I wish more opinion writers had done what the USA Today editorial board did this week, using the passing of a somber threshold to judge Trump. The board wrote:
Now, with more than 100,000 Americans dead from the coronavirus epidemic and large sectors of the economy on life support, it's time to assess whether the president has lived up to his obligation and responsibility.
The inescapable conclusion is that he has not. Some disarray is inevitable during a rapidly evolving crisis, and COVID-19 is the worst health disaster the world has faced in a century. But Trump has compounded the damage by undermining his administration's scientists, heralding a risky antimalarial drug as a potential coronavirus game changer, ruminating about injecting patients with disinfectants, promoting magical thinking about the virus disappearing, and refusing to lead by example by wearing a mask in public….
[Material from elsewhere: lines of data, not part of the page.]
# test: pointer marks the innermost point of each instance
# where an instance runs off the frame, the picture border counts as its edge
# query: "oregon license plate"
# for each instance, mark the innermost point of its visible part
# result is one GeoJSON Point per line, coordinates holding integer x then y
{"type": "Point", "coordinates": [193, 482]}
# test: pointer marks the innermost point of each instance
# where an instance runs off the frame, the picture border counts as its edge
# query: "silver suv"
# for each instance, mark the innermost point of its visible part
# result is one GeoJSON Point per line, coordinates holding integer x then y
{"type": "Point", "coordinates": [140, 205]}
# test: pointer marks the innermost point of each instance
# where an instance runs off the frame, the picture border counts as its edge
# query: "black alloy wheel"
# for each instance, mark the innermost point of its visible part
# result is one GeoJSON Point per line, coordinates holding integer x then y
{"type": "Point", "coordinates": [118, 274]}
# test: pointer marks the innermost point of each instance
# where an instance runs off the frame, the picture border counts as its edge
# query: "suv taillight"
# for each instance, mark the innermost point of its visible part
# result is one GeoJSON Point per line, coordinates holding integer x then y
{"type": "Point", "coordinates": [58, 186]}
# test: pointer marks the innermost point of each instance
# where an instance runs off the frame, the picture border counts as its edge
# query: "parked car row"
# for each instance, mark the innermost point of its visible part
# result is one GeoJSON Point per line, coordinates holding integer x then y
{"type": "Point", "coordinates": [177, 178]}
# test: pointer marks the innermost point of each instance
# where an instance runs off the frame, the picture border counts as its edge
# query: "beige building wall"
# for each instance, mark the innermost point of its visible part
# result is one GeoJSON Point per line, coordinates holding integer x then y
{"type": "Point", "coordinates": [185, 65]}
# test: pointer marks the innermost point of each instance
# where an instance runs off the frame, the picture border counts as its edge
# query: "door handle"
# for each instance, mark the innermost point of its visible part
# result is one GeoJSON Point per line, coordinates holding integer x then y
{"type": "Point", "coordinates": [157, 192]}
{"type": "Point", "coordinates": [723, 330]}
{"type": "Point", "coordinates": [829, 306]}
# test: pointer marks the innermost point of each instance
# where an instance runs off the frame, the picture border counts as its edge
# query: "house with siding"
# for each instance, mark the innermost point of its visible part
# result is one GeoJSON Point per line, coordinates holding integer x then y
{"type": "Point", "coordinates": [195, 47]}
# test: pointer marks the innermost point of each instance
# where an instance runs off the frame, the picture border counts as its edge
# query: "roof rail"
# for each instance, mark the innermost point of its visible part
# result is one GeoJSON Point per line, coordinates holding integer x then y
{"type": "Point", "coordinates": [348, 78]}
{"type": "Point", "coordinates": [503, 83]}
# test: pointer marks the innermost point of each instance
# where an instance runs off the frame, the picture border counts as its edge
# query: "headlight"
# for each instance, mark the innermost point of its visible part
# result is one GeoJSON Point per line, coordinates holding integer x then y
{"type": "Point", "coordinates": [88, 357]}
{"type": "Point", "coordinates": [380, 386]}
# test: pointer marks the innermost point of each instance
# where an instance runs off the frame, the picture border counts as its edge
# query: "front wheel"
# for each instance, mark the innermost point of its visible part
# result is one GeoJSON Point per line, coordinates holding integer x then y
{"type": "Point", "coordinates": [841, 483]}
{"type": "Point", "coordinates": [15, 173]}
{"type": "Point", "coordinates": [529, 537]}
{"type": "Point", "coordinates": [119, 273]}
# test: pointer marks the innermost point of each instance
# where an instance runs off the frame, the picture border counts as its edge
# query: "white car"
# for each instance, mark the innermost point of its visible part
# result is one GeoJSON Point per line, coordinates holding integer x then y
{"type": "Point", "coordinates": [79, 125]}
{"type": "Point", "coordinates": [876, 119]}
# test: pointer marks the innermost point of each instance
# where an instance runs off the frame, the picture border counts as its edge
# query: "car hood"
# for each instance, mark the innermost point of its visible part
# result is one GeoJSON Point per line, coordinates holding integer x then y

Nearly five months into 2020, the president continues to claim vast authority while shuffling responsibility off to state and local officials. Even as Trump pushes for reopening businesses, schools and churches, the nation lacks the sort of comprehensive testing, tracing and isolating framework that public health officials say is needed to suppress outbreaks until there's a vaccine or cure.
Trump, himself, has almost completely ignored the passing of the threshold. Ashley Parker noted in the Washington Post on Thursday that he "has focused much of his time in recent days on matters other than the coronavirus," for instance by spending the Memorial Day weekend playing golf and "attacking rivals in deeply personal and at times sexist terms."
But that doesn't mean that political reporters should follow his lead.
Mehdi Hasan of the Intercept asked a heart-breaking question on Wednesday: "We have normalized a multiplicity of Trumpian excesses, abuses, and crimes over the past three and a half years. Will we now normalize mass deaths too?"
The answer from news organizations should be a resounding "No."